Les marchés financiers saluaient vendredi l'accord arraché dans la nuit de jeudi à vendredi au sommet de Bruxelles, qui devrait permettre de relâcher la pression sur l'Espagne et l'Italie, tout en restant prudents avant sa mise en oeuvre effective.

En Bourse et sur le marché de la dette, l'apaisement est de mise vendredi.

Les taux d'emprunt de l'Espagne, qui flirtaient jeudi avec les 7%, repassaient sous les 6,5% et les rendements italiens s'affichaient sous les 6%.

L'euro reprenait par ailleurs dela force face au dollar.

«Les dirigeants européens se sont enfin accordés sur des mécanismes qui peuvent soutenir les pays fragiles de la zone euro sur la durée, tout en maintenant la pression sur les finances publiques des États», se félicite René Defossez, économiste chez Natixis.

Mais, pour Christian Parisot chez Aurel BGC, «la bonne réaction des marchés vient surtout du fait que les investisseurs ne s'attendaient quasiment à rien lors du sommet au vu des divergences qui semblaient s'être creusées entre Paris et Berlin. Or il y a eu de réelles bonnes surprises».

La zone euro va mettre en place d'ici la fin de l'année un mécanisme permettant de recapitaliser directement les banques, sous certaines conditions, via le Fonds de secours de stabilité financière (FESF) et le Mécanisme européen de stabilité (MES).

Pour Gilles Moec, co-responsable de la recherche économique européenne chez Deutsche Bank, ce point est «primordial».

«On sépare enfin le risque souverain du risque bancaire. Une banque qui a besoin d'être recapitalisée n'affectera plus les comptes publics d'un État», explique-t-il.

L'union monétaire est également prête à faire un usage plus «souple» des fonds de secours européens afin qu'ils puissent acheter de la dette des États.

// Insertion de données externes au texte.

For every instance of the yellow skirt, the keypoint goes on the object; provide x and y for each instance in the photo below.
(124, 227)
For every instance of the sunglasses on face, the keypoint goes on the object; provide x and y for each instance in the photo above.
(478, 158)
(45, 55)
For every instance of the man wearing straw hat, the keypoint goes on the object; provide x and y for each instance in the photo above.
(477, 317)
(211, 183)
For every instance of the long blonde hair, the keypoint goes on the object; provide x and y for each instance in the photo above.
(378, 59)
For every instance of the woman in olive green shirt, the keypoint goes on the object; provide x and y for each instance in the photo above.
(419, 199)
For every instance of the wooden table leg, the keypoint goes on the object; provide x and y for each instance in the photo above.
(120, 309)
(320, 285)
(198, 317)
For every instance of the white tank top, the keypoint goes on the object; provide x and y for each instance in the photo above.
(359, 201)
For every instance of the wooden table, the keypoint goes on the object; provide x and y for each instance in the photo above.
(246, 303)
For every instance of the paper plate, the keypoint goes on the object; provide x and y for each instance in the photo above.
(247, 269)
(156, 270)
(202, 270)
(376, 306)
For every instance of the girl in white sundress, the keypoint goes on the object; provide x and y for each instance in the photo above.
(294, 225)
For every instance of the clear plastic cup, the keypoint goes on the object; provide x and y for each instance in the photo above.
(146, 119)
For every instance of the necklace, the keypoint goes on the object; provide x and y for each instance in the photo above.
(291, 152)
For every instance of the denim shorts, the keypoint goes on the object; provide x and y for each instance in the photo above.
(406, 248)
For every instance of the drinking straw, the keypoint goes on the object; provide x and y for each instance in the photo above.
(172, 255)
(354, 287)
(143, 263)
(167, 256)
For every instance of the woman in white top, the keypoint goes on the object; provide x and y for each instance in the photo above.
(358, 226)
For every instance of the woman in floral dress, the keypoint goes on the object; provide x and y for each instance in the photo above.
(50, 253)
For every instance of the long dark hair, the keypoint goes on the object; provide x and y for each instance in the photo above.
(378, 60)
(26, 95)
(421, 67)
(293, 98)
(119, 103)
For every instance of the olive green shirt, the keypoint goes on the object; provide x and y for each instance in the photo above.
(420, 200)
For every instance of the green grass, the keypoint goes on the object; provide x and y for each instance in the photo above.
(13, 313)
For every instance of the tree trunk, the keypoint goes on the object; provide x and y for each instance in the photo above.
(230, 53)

En théorie, ces mécanismes financiers peuvent déjà acheter de la dette souveraine directement lors d'une émission obligataire d'un pays ou sur le marché secondaire, là où s'échangent les titres déjà émis. Mais cette disposition n'a jamais été utilisée.

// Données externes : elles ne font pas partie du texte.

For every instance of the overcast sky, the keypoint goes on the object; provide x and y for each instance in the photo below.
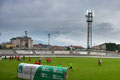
(63, 19)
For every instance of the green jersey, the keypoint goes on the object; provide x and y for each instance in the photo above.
(70, 64)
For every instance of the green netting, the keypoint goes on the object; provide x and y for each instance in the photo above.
(50, 73)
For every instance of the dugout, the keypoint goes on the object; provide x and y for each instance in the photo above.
(42, 72)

«Cela serait très étonnant que l'Europe accepte qu'ils interviennent directement sur le marché de la dette car cela reviendrait au final à mutualiser les dettes de la zone euro, ce que Berlin a toujours refusé catégoriquement», souligne M. Parisot.

Autre avancée pour les opérateurs: le statut de créancier préférentiel devrait être retiré au MES quand il apportera son soutien au secteur bancaire espagnol, qui va faire l'objet d'un plan d'aide européen.

Enfin, les marchés saluent le fait que l'Espagne et l'Italie ont finalement levé leurs réserves et donné leur accord à un pacte de croissance d'un montant de 120 milliards d'euros.

Alors que le sommet devait se terminer ce vendredi, de nombreuses incertitudes ne sont pas encore levées, s'inquiètent toutefois les analystes.

«Aucune précision n'est apportée sur le rôle exact de la Banque centrale européenne. Encore plus inquiétant, nous n'avons aucune précision sur la feuille de route vers une union budgétaire, renvoyée à plus tard», déplore M. Moëc.

Selon lui, «tant que l'on n'aura pas de détails sur le sujet, la défiance des opérateurs risque rapidement de redevenir importante».

Pour les stratégistes du Crédit Mutuel-CIC, «un autre point pourrait faire retomber rapidement l'optimisme»: le rôle que pourrait jouer la Cour constitutionnelle allemande.

Les députés allemands devaient se prononcer vendredi soir sur le pacte budgétaire et le MES.

Mais ce vote intervient sur fond de blocage juridique outre-Rhin où la Cour constitutionnelle a suspendu la ratification de ce pacte, souhaitant examiner plus en détails le texte.

Cet ajournement risque de retarder la mise en place du MES, initialement prévue début juillet.